Freitag, 30. September 2011

Alles Land von Jo Lendle


Alles Land schrieb Wegener neben seine Bilder, als er sie sortierte. Welche , die nur Schnee und Eis zeigten und solche , die auch Land hatten unter dem Eis.

Alfred Wegener, entschied sich schon als Kind forschen zu wollen und nachdem er dann zum ersten Mal am Polarkreis war, machte er diese Exkursionen zu dem Wichtigsten in seinem Leben, wichtiger als die Liebe, wichtiger als die Familie und selbst wichtiger als mögliche weitere Veröffentlichungen.
Aber wie kommt man dazu freiwillig in Eis, Schnee und Kälte auszuharren und letzendlich darin umzukommen?

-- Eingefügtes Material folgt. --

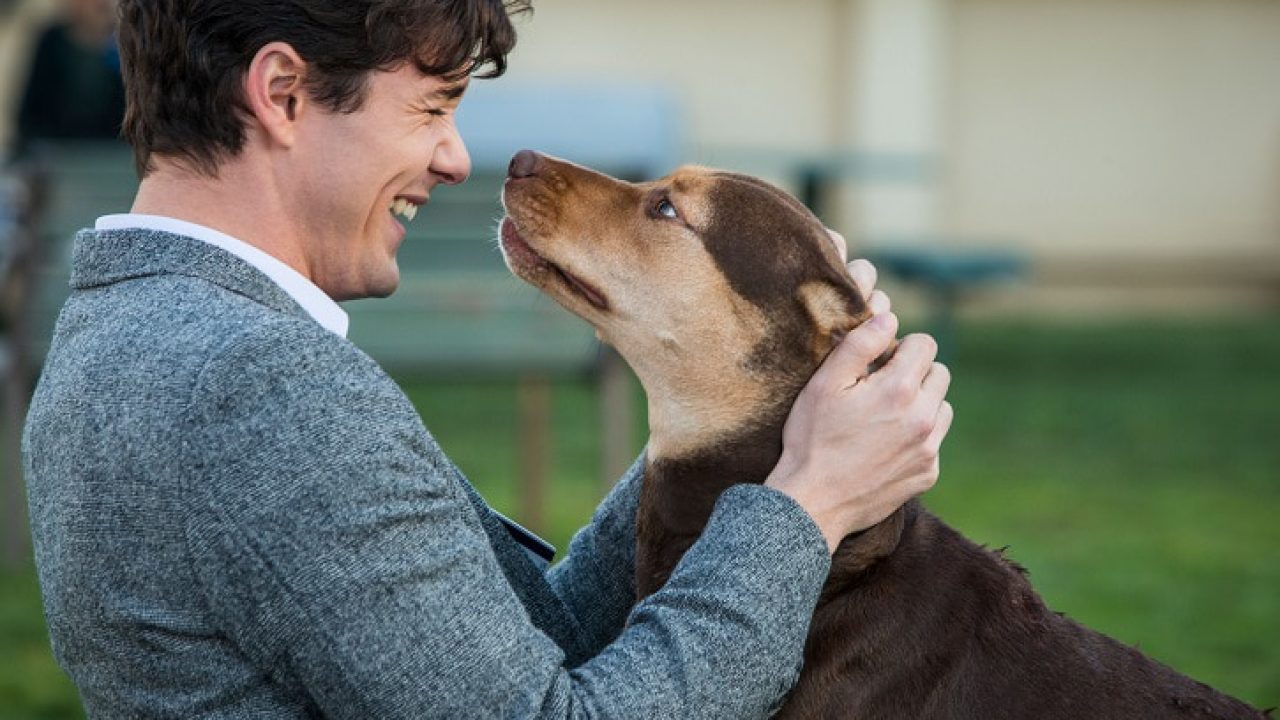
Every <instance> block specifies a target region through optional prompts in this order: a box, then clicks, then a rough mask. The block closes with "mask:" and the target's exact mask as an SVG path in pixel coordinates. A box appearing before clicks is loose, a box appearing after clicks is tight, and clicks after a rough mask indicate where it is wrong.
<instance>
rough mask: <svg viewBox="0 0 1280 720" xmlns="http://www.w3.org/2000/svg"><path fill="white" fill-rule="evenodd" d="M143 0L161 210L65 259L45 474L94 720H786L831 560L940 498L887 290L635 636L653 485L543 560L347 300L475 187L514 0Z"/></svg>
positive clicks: (129, 88)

Wie gestaltet sich ein solcher Entschluß ? Vielleicht war es das Vermächtnis an seinem Bruder, den er als Kind einen Schneeball zum Abschied auf das Grab legte, weil der Bruder beim Schlittschuhlaufen einbrach.
Seine Frau und seine Töchter waren es nicht mit denen er den Sinn für das Eisige teilte.
Zwar folgte Else ihn quasi bis nach Dänemark, aber mit ihr hatte er eigentlich eher eine Gegenwelt aufgebaut , sein Eichhörnchen , bei der es des Jahr für Jahr weiblicher zuging.- Eine Tochter nach der anderen wurde geboren.
Nach dem Krieg blieb er erstmal bei ihr , veröffentlichte ein Buch über die Erdplattenbewegung und wechselte die Universität und ging dann wieder nach Grönland , weil er es nicht anders auhielt.
Alfreg Wegener, der 19. Jahrhundert zu einem der wichtigsten Begründer der Geologie wurde, hatte sich sein Leben scheinbar nicht ausgesucht, wie er das gerne gehabt haben wollte, obwohl es so scheint, denn er entschied sich im gewissen Sinne immer wieder für das Eis und die Gefahr. Aber haben Menschen wirklich die Wahl oder werden sie in irgendweiner Form getrieben ? - Denn schon in der zweiten Exkursion litt Wegener immens unter den extremen Bedingungen.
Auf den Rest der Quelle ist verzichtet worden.